Walking her own talk, Maria broke the group up into breakout rooms to share our own insights. You can explore more of Marie’s insightful thinking via her blog:
Transpersonal coaching – welcoming a spiritual dimension
As with so many aspects of corporate/business life these days, leaders or coaches are often expected to leave any spiritual or faith aspect of their lives out of their work. But this actually runs counter to a rich tradition within psychology that I have touched on previously when reviewing “Psychosynthesis Leadership Coaching” by Aubyn Howard. Our headliner for Day 3, focusing on this topic, was the wise & inspiring Hetty Einzig.
Hetty began by sharing the history & vision of Transpersonal Coaching. A model of the human experience which includes (beyond what Freud acknowledged) the importance of imagination, inspiration & spirituality in our lives. She introduced the work of Roberto Assagioli and shared much that I also learn from Aubyn’s book, including the insights to be gained from the famous ‘egg diagram’. She also positioned the work of Maslow & Viktor Frankl in developing this understanding of meaning-making & the human aspiration toward a higher vision of self.
She made a persuasive case for coaches to not ignore the spiritual (which may or may not include any religious faith) in the lives of our clients. Especially in a time of crisis when many leaders are experiencing crises of meaning or crises of performance, coaches need to be able to help their clients engage with both journeys. Hetty eloquently made the case for how a Psychosynthesis or Transpersonal approach to coaching can help. Walking with clients to help them disassociate with their subpersonalities & be able to choose what serves them in different situations. I heartily look forward to reading more of her writing & exploring the training she offers:
What is your vision for the future of coaching & mentoring?

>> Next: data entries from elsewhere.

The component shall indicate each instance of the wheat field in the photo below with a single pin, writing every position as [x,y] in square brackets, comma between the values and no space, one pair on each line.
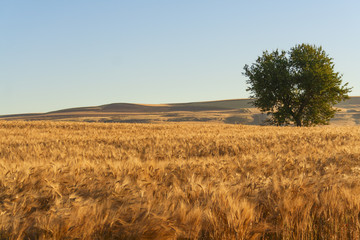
[63,180]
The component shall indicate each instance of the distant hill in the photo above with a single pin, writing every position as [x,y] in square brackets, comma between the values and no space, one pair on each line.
[239,111]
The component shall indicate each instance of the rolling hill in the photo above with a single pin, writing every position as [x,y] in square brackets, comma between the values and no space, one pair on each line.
[237,111]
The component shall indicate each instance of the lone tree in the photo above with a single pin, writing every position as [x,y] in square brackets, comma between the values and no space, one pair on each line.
[296,87]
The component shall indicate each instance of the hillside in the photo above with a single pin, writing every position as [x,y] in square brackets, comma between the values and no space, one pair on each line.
[227,111]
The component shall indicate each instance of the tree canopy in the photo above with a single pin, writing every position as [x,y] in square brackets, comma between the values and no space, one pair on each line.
[297,87]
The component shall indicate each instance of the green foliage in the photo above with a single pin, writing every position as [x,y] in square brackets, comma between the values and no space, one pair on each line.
[296,87]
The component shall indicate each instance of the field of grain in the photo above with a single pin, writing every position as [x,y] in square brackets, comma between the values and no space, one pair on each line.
[63,180]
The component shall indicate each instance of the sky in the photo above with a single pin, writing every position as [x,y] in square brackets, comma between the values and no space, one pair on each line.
[63,54]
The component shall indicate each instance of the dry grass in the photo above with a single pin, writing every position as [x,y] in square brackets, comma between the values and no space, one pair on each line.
[178,181]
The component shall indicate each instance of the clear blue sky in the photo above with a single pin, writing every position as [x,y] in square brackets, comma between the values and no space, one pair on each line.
[61,54]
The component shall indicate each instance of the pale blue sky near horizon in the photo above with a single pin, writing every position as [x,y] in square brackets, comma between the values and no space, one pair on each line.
[63,54]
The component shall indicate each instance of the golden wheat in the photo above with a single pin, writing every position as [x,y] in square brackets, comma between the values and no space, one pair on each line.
[178,181]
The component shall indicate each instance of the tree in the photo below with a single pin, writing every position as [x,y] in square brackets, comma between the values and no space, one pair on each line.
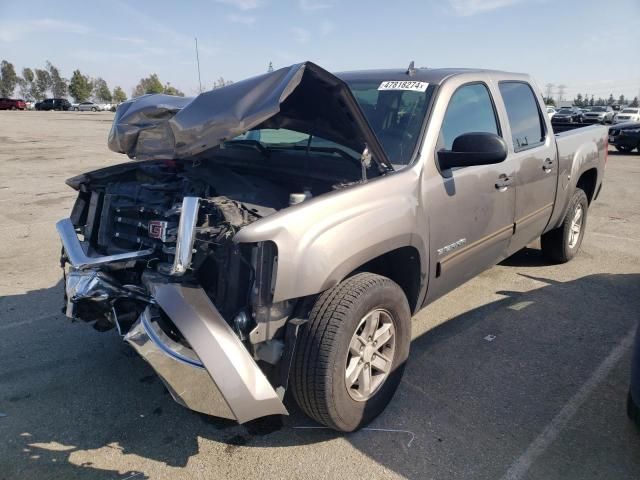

Once again, many thanks to the team at USW Professional Development & beyond who work tirelessly behind the scenes to host this excellent event each year. Despite the restrictions of the COVID-19 lockdown, #CoachFest 2021 was once again a fertile learning resource & encouraging experience.
So, what about you? If you are a coach or a client of leadership coaching (or mentoring), what is your vision of what is needed for the future? Would you love to see such help include helping leaders engage with the challenges of climate change & their spiritual quest? Do you see the importance of our presence and personal wellbeing as a critical focus for the future too?
Perhaps, as Hetty suggested, these themes are not separate themes at all. Perhaps they are (as Buddhists would suggest) all parts of one whole, an organic interdependent ecosystem within which we all need to learn to live more wisely & contribute positively to that system. Is that your conviction or do you have a different vision for what leaders & mentors need to be ready for the reality of the future?